Elementary statistics problem 
Suppose that a data set $ \{x_n: n = 1,\dots,N\} $, with $ N = 500,000 $ has average
  \begin{equation}
<x> = \frac{1}{N}\sum\limits_{n=1}^{N}x_n=13.06
\end{equation}
  and root mean square
  \begin{equation}
\sigma = \sqrt{\frac{1}{N}\sum\limits_{n=1}^{N}x_n^2}=13.67
\end{equation}
  Using this information, derive the best upper bound you can, for the number of measurements that are greater than $ 17.1 $.


Intuition says that we should determine such $ k \in \mathbb{N}, l_0 \in \mathbb{R} $ so that exactly k measurements would be equal to $ 17.1 $, and exactly $ N - k $ measurements would be equal to $ l_0 $ (so that $ <x> $ and $ \sigma $ would be as given - obviously, it is very easy).
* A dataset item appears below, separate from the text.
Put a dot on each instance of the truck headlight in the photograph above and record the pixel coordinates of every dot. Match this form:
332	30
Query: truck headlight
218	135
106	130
But I can't even prove that $ k $ $ is $ an upper boundary, let alone the best one. can anybody hint, is there a well-known formula for this case?
 A: The one-sided Chebyshev inequality states $$P[X \geq \mu + k\sigma] \leq {{1} \over {1+k^2}} ,$$ where $\sigma$ is the population standard deviation (different from your definition above). For your data, I find the population standard deviation to be $\sigma \approx 4.04,$ which leads to $k=1.$
Using this in the inequality gives $$P[X \geq \mu + \sigma] =P[X \geq 17.1] \leq {{1} \over {2}}.$$
A: $$
\approx
500,000\
\times\
{1 \over \sqrt{\,2\pi\,}\,\sigma\, }\ \int_{17.1}^{\infty}
\exp\left(-\,{\left\lbrack x - \left\langle x\right\rangle\right\rbrack^{2} \over 2\sigma^{2}}\right)
\,{\rm d}x
$$
assuming that $\displaystyle{\int_{x\ <\ 0} \approx 0}$.
A: While the sample size is large enough that the mean and variance of the sample will behave as a normal distribution due to the Central Limit Theorem, it is not the case that the sample SET behaves as if it were normally distributed, so we are stuck using the Chebyesev-Cantelli inequality as mentioned above.
To flesh out answer 1 a bit more, since the root mean square is 13.67, this means that $E(X^2) = 13.67^2$ so the standard deviation becomes:
$$
\sigma = \sqrt{\sigma^2} = \sqrt{E(X^2) - E(X)^2} \approx \sqrt{13.67^2 - 13.06^2} \approx 4.038
$$
Therefore, as mentioned above the best upper bound without knowing anything more about the shape of the distribution is 50%.